Similar findings linking AMPK activity with αSyn expression have been noted in models with genetically-induced αSyn overexpression. In PC12 cells overexpressing αSyn, resveratrol reduced αSyn, and this effect was blocked by knockdown of Beclin-1 or lysosomal inhibition, suggesting that increased macroautophagy was essential for resveratrol-induced clearance of αSyn [185]. Similarly, PC12 cells incubated in cell media from αSyn overexpressing cells also had decreased viability and lower AMPK activity, but they could be rescued by activating AMPK with AICAR or metformin [187]. In rats, αSyn overexpression decreased the number of SNc DA neurons, while overexpression of the α subunit of AMPK or AMPK-CA ameliorated neuronal loss and deceased αSyn [188]. Likewise, αSyn overexpression in retinoic acid differentiated SH-SY5Y cells increased cell death and decreased AMPK activity [187]. Treatment with AICAR or metformin was neuroprotective in these cells and in cells incubated with cell media containing secreted αSyn or recombinant αSyn oligomers. Conversely, cells with AMPK knocked down via shRNA were more vulnerable to αSyn-induced cell death [187].

The above studies all suggest that AMPK activation can decrease αSyn and ameliorate the deficits caused by its aggregation. However, the relationship between AMPK and αSyn is not straightforward. Some studies have noted that αSyn decreases AMPK phosphorylation at Thr172 [187], while others have observed that αSyn increases it [189]. One possible explanation for these contradictory findings is that αSyn and phosphorylated αSyn differentially affect AMPK. Under normal physiological conditions, αSyn is mostly unphosphorylated. However, in PD αSyn becomes increasingly phosphorylated at serine 129 (pS129), and over 90% of αSyn within Lewy bodies is phosphorylated [190, 191]. Unphosphorylated αSyn activates the phosphatase PP2A, which promotes the dephosphorylation of both αSyn and AMPK, whereas pS129-αSyn inhibits PP2A [192, 193]. Furthermore, pS129-αSyn was found to sequester PIKE-L, an inhibitor of AMPK, leading to increased AMPK activity in mice and in SH-SY5Y cells overexpressing αSyn [189]. Thus, unphosphorylated αSyn may inhibit AMPK function through PP2A, but as αSyn becomes increasingly phosphorylated this inhibition declines and other AMPK regulating proteins become inhibited, leading to increased AMPK activity [193]. Yet increased AMPK in these conditions may not necessarily correspond with normal physiological AMPK activation.
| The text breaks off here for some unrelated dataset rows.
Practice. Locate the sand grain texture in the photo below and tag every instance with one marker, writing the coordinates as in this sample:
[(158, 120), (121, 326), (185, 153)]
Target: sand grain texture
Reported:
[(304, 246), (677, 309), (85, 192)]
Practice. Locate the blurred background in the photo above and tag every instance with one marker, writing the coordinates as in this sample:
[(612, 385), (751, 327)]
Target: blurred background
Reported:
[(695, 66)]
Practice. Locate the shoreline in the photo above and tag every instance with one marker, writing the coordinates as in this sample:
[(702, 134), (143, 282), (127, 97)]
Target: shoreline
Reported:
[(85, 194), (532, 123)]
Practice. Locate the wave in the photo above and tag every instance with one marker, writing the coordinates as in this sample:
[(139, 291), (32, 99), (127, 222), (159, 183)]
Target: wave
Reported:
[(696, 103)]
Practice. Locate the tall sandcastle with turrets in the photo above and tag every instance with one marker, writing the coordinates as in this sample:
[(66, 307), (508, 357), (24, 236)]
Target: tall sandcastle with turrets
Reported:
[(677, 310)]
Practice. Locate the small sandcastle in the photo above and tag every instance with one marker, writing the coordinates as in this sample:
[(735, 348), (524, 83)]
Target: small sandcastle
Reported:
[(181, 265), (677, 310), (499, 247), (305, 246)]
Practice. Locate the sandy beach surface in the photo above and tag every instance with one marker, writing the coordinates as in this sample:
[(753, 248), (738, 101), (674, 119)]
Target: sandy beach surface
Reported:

There is evidence that AMPK is highly dysregulated in cultured neurons overexpressing αSyn and in human cells with Lewy body pathology, with AMPK accumulating with αSyn outside the nucleus or around the rim of Lewy bodies [194]. Increasing AMPK activity further in this case may be detrimental to both cell survival and αSyn clearance. In mouse primary neuronal cultures, overexpression of αSyn or treatment with lactate increased pS129-αSyn and AMPK activity (as measured by pThr172). Overexpression of AMPK-DN or AMPK knockdown prevented lactate induced increases in pS129 and total αSyn and ameliorated the decreased neurite length in cells overexpressing αSyn or treated with lactate. Conversely, AMPK-CA expression increased αSyn, decreased neurite length, and impaired αSyn turnover in 3D5 cells [194].

The role of pS129 in αSyn aggregation, seeding, and toxicity is controversial [191]. There is some evidence that pS129 reduces αSyn toxicity and promotes its macroautophagic clearance [195]. However, other studies have observed that pS129 increases the toxicity of αSyn and promotes aggregation [171, 193]. The pathological role of pS129 may change across the course of PD. Early in disease progression pS129 may be protective, but as the severity of PD increases, pS129 may become increasingly detrimental [190]. Interestingly, AMPK may be one of the endogenous kinases that phosphorylates αSyn. Expression of AMPK-CA in vitro increased pS129-αSyn, while expression of AMPK-DN deceased it [189, 194]. However, treatment with metformin either in vitro or in vivo has repeatedly been shown to decrease phosphorylation of αSyn, and this effect is apparently through an AMPK-independent mechanism [171, 174, 196, 197]. Metformin increases the activity of PP2A, thereby decreasing pS129-αSyn, and this effect was necessary for the protective action of metformin in MPP+ treated SH-SY5Y cells [171]. Thus, the effects of metformin on αSyn phosphorylation and clearance might be distinct from the effects of AMPK itself, with differing neuroprotective effects depending on the state of disease progression (Fig. 3). A pure AMPK activator may be more beneficial in the early stages of PD or as a preventative, whereas metformin may be more beneficial later in the disease progression. Further research will be necessary to clarify whether AMPK activation promotes or inhibits the clearance of αSyn and whether the beneficial effects of AMPK activators such as metformin are due to AMPK.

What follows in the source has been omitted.